Observation of spin accumulation above Weyl points

Evidence of spin-polarized cone-like electronic structure

Validation of STARPES with HHG as a tool for spin dynamics studies

Abstract

We combined a spin-resolved photoemission spectrometer with a high-harmonic generation (HHG) laser source in order to perform spin-, time- and angle-resolved photoemission spectroscopy (STARPES) experiments on the transition metal dichalcogenide bulk WTe$_2$, a possible Weyl type-II semimetal.
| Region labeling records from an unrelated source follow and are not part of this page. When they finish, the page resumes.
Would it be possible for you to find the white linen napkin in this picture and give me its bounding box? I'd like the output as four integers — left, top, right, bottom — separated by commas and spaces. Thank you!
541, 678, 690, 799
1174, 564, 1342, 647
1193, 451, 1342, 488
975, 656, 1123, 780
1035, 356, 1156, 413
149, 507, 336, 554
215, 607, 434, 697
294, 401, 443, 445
Measurements at different femtosecond pump-probe delays and comparison with spin-resolved one-step photoemission calculations provide insight into the spin polarization of electrons above the Fermi level in the region where Weyl points of WTe$_2$ are expected. We observe a spin accumulation above the Weyl points region, that is consistent with a spin-selective bottleneck effect due to the presence of spin polarized cone-like electronic structure. Our results support the feasibility of STARPES with HHG, which despite being experimentally challenging provides a unique way to study spin dynamics in photoemission.